A dispute in court that may bring some answers for the public.

It's because of the chemical spill that state highway officials say there's been almost no progress on a new I-10 calcasieu river bridge.  And the state wants damages from the companies responsible.

There seems to be little dispute that a new I-10 Calcasieu River Bridge is needed eventually. But state highway officials say they need to avoid hitting the underground plume of chemical contamination for which Conoco Phillips and Sasol are responsible. Attorney Patrick McIntire represents the State Department of Transportation and Development. "There's contamination in the ground and the groundwater where we need to build the bridge.
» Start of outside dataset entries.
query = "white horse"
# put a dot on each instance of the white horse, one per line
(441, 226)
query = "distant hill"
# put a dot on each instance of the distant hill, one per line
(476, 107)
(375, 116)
It's going to cost extra to stay out of the contamination when the bridge is built and that's the damages that the state is requesting that be awarded in the lawsuit. The state would like to stay out of the contamination and span the contamination and that's what drives up the extra cost."

The DOTD estimates the state's damages from the spill are $235 million including the increased cost of a bridge with spans long enough to bypass the spill. They don't want to drive pilings through the plume for fear of spreading the contamination. The state has filed suit to get that added cost and the jury trial is set for October.

But Conoco Phillips and Sasol say it's uncertain what kind of bridge should be built--and that the trial on that part of damages should be delayed until an environmental impact study. A study they believe will help experts decide the best design for the bridge. The environmental impact study would take at least three years.  Said McIntire, "We are hopeful that the court will keep the trial on schedule for October so the people of Louisiana can recover the added cost caused to the bridge project by the contamination that the defendants spilled into the ground."

Judge Clayton Davis listened to arguments from both sides and is expected to issue a ruling within the next few days.

We were not able to get an on camera interview, but a spokesman for Conoco Phillips, now with Phillips 66 says they are committed to being part of the solution and that what they are asking for from the court will not delay the project.

The following is Phillips 66's response to today's proceeding regarding the I-10 Bridge project.

"We are a valued member of this community, and are committed to being a part of the solution for this project in a manner that is consistent with the on-going federal environmental review process.  The resolution of the motion presented today will not delay this project in any way."